Gogo already had a strong start to 2017 when it reported its fourth-quarter and full-year 2016 earnings in late February, which included full-year revenue up 19% over 2015. Then in April, the company announced two new exciting partnerships as the service provider for Airbus, which can now have Gogo's latest equipment added to its planes during the manufacturing process, as well as Virgin Australia, which will use Gogo for its domestic and international flights.

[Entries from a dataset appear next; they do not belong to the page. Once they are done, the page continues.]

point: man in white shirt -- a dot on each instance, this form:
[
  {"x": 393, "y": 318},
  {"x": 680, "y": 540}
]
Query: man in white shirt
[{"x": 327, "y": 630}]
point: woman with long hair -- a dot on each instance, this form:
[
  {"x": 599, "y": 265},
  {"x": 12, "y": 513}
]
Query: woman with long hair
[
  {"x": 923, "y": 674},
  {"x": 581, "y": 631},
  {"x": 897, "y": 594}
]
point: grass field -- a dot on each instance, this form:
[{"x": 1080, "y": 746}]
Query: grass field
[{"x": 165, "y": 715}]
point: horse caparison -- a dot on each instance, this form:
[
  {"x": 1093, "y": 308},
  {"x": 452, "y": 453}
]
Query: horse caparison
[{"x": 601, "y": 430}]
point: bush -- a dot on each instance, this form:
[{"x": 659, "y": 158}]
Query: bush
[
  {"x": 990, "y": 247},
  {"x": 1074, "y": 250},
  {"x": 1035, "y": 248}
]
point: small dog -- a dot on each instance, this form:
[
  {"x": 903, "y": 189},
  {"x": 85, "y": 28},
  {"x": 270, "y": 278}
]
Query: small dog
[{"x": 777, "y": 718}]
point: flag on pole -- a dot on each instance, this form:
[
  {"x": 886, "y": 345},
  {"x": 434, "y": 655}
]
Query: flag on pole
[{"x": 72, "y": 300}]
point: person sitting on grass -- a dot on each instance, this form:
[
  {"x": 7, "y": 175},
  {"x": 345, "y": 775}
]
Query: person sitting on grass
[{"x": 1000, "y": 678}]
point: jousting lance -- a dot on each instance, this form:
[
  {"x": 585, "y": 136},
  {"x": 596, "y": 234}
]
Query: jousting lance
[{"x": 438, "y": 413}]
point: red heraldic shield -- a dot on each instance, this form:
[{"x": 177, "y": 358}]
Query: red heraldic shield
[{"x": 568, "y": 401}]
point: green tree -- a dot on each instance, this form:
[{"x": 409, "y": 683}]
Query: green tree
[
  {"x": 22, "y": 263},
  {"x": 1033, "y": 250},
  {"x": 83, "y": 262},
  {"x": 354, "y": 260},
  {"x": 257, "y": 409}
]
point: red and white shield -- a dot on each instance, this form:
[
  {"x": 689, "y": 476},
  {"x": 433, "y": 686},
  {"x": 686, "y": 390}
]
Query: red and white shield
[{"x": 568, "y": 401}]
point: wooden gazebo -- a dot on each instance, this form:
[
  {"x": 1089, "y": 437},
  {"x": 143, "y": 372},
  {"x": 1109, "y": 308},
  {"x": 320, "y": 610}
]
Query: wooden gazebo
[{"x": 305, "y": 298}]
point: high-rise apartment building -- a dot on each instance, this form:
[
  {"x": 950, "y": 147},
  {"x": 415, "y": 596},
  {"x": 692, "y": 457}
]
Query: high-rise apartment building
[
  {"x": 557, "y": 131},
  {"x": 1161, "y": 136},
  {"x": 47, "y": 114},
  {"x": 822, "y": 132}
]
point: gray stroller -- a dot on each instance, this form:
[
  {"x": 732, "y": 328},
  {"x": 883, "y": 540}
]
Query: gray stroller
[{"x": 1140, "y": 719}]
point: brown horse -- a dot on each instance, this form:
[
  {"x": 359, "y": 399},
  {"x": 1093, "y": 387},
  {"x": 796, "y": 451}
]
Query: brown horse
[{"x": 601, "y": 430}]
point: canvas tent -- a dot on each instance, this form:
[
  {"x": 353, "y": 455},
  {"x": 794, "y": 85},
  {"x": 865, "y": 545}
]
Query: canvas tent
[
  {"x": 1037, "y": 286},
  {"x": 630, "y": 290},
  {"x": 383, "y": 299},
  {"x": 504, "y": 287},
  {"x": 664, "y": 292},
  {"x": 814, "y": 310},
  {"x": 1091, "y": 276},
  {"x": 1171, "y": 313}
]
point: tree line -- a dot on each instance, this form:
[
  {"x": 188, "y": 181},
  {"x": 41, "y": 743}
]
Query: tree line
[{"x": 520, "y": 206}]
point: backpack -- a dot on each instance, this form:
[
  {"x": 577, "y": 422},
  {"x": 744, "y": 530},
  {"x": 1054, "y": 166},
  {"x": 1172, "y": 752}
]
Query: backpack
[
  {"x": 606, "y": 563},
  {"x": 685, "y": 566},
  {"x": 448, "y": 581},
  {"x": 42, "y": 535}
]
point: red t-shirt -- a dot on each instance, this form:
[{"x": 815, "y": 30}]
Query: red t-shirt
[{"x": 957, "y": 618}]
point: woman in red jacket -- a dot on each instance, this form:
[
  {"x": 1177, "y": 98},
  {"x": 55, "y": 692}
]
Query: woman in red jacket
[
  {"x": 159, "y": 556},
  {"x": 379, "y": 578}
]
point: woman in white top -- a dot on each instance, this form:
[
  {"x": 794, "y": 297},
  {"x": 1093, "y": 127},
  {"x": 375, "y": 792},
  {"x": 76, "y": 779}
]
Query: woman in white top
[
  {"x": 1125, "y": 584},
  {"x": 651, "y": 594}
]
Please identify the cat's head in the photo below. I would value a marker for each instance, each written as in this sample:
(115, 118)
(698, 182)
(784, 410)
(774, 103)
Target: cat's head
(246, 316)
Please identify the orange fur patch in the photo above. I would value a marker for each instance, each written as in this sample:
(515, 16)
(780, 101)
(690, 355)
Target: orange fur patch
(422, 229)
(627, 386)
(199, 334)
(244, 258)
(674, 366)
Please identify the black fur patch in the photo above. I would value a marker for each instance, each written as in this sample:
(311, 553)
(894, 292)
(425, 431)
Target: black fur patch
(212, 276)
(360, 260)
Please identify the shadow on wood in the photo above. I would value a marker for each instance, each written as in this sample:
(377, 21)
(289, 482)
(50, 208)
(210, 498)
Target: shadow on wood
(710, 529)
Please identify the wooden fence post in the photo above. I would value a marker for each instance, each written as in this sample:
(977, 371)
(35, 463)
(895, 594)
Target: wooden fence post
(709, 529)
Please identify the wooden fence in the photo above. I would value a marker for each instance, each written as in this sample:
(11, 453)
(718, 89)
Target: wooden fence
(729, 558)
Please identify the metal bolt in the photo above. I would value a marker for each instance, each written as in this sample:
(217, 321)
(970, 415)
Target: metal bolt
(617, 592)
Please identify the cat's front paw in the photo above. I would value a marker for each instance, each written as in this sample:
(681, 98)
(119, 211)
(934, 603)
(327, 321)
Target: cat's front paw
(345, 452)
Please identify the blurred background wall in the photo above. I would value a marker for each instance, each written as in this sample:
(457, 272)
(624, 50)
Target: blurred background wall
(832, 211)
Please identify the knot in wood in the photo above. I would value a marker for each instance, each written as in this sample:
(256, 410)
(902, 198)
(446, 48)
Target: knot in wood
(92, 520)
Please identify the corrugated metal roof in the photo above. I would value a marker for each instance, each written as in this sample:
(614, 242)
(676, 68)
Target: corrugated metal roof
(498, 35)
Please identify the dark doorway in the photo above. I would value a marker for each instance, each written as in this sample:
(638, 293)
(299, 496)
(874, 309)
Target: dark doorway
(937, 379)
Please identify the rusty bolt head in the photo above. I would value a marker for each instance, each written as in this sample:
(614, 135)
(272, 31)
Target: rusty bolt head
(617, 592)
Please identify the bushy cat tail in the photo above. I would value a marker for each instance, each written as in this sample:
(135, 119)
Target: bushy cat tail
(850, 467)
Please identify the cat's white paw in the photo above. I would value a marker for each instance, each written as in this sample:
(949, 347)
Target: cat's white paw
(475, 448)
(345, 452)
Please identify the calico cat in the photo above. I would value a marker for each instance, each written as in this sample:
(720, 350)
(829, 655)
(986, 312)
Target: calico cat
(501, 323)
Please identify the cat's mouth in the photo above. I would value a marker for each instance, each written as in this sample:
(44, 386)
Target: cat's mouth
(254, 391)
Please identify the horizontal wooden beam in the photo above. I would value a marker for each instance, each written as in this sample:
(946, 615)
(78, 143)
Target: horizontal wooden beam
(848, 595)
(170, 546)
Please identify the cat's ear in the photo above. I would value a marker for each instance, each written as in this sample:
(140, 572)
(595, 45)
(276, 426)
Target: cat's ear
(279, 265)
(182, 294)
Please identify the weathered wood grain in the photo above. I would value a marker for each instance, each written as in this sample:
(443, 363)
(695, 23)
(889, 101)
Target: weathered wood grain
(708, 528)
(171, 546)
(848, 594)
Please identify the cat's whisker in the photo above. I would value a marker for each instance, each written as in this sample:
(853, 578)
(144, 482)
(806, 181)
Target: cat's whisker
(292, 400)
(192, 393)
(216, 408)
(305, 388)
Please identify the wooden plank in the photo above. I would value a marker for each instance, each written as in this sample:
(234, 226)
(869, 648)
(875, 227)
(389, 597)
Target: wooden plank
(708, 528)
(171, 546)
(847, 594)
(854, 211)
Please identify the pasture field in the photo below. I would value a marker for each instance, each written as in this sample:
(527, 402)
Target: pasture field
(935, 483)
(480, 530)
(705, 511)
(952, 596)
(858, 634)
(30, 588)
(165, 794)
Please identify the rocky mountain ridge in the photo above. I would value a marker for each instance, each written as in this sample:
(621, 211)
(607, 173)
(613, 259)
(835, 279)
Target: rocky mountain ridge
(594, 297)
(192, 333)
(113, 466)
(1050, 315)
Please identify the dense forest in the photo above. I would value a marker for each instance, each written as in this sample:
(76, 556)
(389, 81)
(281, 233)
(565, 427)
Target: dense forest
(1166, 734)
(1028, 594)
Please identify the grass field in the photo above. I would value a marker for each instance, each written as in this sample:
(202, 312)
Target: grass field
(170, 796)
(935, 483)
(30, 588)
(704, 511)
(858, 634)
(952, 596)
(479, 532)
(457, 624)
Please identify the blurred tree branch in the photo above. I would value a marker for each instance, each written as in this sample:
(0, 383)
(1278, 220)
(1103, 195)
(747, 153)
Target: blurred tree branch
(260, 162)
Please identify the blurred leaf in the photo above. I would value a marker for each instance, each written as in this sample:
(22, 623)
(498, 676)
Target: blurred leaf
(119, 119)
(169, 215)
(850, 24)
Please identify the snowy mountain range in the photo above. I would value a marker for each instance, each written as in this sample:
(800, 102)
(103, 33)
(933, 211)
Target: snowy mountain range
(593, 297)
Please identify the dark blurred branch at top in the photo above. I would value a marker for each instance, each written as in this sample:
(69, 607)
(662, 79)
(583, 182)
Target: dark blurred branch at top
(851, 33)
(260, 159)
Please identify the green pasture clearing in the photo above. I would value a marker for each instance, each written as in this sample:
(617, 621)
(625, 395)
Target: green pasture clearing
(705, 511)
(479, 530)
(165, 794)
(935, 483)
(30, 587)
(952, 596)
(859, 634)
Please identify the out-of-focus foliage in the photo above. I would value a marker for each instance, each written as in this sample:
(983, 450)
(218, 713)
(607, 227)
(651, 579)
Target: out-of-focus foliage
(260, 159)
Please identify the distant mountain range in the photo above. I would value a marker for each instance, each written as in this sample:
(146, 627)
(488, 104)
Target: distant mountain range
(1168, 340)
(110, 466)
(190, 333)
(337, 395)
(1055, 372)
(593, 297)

Another highlight in April was that Gogo hired a new CFO, former Vonage and Nextel executive Barry Rowan, who should be able to help Gogo traverse its next stage of growth and begin seeing more of its sales growth actually make it to the bottom line.
Gogo announced its 2017 first-quarter earnings on May 4, including revenue growth of 17% year over year, but still net loss widened further to $41.4 million as capital expenditures nearly doubled. The company is making big investments to assure that its equipment is upgraded to fit the needs of hungry data consumers on flights. Those investments are coming at the cost of earnings (as well as lower cash and higher debt), but rising revenue and these new contracts show that the service is certainly in demand.
Following the strong last few months, Gogo shares are now up 43% year to date, but the stock is still far off its highs in 2013 -- it's down around 60% since that time. If the new CFO and the rest of the team are successful in eventually turning those rising sales into rising earnings, Gogo's stock could take off as well. However, the company will have to defend its territory from other tech companies like ViaSat that are looking to use satellite technology to deliver in-flight connectivity.